Il demande aux habitants de se désolidariser avec l’ennemi. Car, estime-t-il, les rebelles ADF ne peuvent pas signer des incursions sans la participation de certains habitants qui maitrisent mieux les milieux.

« Si vous cesser de vous assoir avec ceux qui méditent le mal ; ceux qui font des complots contre le mal, il ne se passera rien. Si on sait que je suis avec tel, mais il me semble quand-même un peu suspect, il faut l’aider à ce qu’il renonce à ce mauvais sentiment.
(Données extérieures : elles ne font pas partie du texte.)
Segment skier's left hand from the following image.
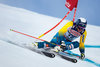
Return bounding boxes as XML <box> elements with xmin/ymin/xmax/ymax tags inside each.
<box><xmin>80</xmin><ymin>53</ymin><xmax>85</xmax><ymax>60</ymax></box>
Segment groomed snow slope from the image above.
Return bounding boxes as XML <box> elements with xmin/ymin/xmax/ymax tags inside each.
<box><xmin>0</xmin><ymin>4</ymin><xmax>100</xmax><ymax>67</ymax></box>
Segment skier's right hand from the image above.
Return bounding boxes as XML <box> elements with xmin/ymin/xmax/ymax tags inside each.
<box><xmin>80</xmin><ymin>53</ymin><xmax>85</xmax><ymax>60</ymax></box>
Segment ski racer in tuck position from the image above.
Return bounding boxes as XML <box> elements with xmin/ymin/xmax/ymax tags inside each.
<box><xmin>34</xmin><ymin>18</ymin><xmax>87</xmax><ymax>59</ymax></box>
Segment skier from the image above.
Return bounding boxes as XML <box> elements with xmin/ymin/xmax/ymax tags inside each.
<box><xmin>34</xmin><ymin>18</ymin><xmax>87</xmax><ymax>59</ymax></box>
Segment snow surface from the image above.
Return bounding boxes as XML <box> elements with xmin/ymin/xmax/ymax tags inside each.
<box><xmin>0</xmin><ymin>4</ymin><xmax>100</xmax><ymax>67</ymax></box>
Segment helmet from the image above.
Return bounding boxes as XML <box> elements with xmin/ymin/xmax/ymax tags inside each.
<box><xmin>75</xmin><ymin>17</ymin><xmax>87</xmax><ymax>28</ymax></box>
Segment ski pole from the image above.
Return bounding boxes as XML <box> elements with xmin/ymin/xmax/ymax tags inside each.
<box><xmin>38</xmin><ymin>10</ymin><xmax>70</xmax><ymax>38</ymax></box>
<box><xmin>73</xmin><ymin>7</ymin><xmax>77</xmax><ymax>22</ymax></box>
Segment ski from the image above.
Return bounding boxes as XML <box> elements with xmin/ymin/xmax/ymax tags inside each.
<box><xmin>60</xmin><ymin>55</ymin><xmax>77</xmax><ymax>63</ymax></box>
<box><xmin>41</xmin><ymin>51</ymin><xmax>55</xmax><ymax>58</ymax></box>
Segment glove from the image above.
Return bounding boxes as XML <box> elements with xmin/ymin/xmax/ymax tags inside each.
<box><xmin>52</xmin><ymin>46</ymin><xmax>63</xmax><ymax>52</ymax></box>
<box><xmin>80</xmin><ymin>53</ymin><xmax>85</xmax><ymax>60</ymax></box>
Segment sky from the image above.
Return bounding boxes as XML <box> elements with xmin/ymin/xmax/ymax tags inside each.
<box><xmin>0</xmin><ymin>0</ymin><xmax>100</xmax><ymax>26</ymax></box>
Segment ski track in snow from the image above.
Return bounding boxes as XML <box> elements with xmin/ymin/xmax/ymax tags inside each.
<box><xmin>0</xmin><ymin>4</ymin><xmax>100</xmax><ymax>67</ymax></box>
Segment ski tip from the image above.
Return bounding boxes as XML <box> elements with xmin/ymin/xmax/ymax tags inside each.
<box><xmin>10</xmin><ymin>29</ymin><xmax>13</xmax><ymax>31</ymax></box>
<box><xmin>73</xmin><ymin>59</ymin><xmax>77</xmax><ymax>63</ymax></box>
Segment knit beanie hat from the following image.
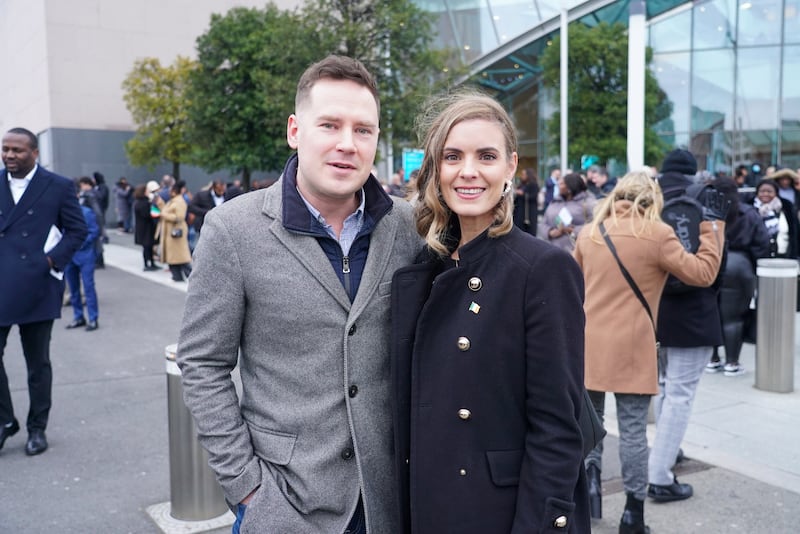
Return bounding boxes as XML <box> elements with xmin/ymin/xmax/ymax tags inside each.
<box><xmin>661</xmin><ymin>148</ymin><xmax>697</xmax><ymax>176</ymax></box>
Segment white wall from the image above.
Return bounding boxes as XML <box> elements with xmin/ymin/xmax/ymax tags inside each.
<box><xmin>0</xmin><ymin>0</ymin><xmax>299</xmax><ymax>133</ymax></box>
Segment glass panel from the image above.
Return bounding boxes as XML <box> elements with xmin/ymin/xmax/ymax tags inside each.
<box><xmin>650</xmin><ymin>7</ymin><xmax>692</xmax><ymax>53</ymax></box>
<box><xmin>732</xmin><ymin>130</ymin><xmax>778</xmax><ymax>172</ymax></box>
<box><xmin>489</xmin><ymin>0</ymin><xmax>557</xmax><ymax>44</ymax></box>
<box><xmin>783</xmin><ymin>0</ymin><xmax>800</xmax><ymax>43</ymax></box>
<box><xmin>781</xmin><ymin>129</ymin><xmax>800</xmax><ymax>172</ymax></box>
<box><xmin>781</xmin><ymin>46</ymin><xmax>800</xmax><ymax>128</ymax></box>
<box><xmin>736</xmin><ymin>46</ymin><xmax>781</xmax><ymax>130</ymax></box>
<box><xmin>651</xmin><ymin>52</ymin><xmax>690</xmax><ymax>133</ymax></box>
<box><xmin>738</xmin><ymin>0</ymin><xmax>783</xmax><ymax>46</ymax></box>
<box><xmin>692</xmin><ymin>0</ymin><xmax>736</xmax><ymax>50</ymax></box>
<box><xmin>692</xmin><ymin>50</ymin><xmax>733</xmax><ymax>132</ymax></box>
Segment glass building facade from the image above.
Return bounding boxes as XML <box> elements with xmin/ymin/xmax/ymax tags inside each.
<box><xmin>417</xmin><ymin>0</ymin><xmax>800</xmax><ymax>180</ymax></box>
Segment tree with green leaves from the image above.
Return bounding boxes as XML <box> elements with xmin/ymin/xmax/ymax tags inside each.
<box><xmin>541</xmin><ymin>22</ymin><xmax>672</xmax><ymax>168</ymax></box>
<box><xmin>122</xmin><ymin>56</ymin><xmax>194</xmax><ymax>179</ymax></box>
<box><xmin>189</xmin><ymin>4</ymin><xmax>322</xmax><ymax>190</ymax></box>
<box><xmin>303</xmin><ymin>0</ymin><xmax>459</xmax><ymax>163</ymax></box>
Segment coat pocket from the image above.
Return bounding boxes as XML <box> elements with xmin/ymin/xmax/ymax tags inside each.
<box><xmin>248</xmin><ymin>423</ymin><xmax>297</xmax><ymax>465</ymax></box>
<box><xmin>486</xmin><ymin>449</ymin><xmax>522</xmax><ymax>486</ymax></box>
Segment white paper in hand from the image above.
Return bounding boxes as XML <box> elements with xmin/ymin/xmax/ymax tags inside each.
<box><xmin>44</xmin><ymin>225</ymin><xmax>64</xmax><ymax>280</ymax></box>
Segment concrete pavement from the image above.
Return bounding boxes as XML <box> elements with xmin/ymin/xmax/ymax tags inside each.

Parce que ce qui est évident, est là, et c’est peut-être là qu’on nous encule, et c’est une vérité : on ne peut pas arriver à Kakwangura (prison de Butembo attaquée par des ADF, ndlr), on ne peut pas arriver à Maboya (village attaqué par des ADF) et passer tout ce temps sans que (on soit intercepté). Il y en est qui ait conduit, qui ait programmé, il y a des gens qui connaissent très bien le milieu, et on ne peut pas s’imaginer qu’il y a des gens qui arrivent, qui tombe du Kenya, de la Tanzanie pour venir faire ces choses (attaques, ndlr) », a déclaré Mgr Sikuli Paluku.

Plaidoyer pour une lutte engagée, mais non violentes

Face à l’indifférence des gouvernants, l’évêque de Butembo-Beni appelle les populations victimes à solidariser pour se défendre pour se libérer.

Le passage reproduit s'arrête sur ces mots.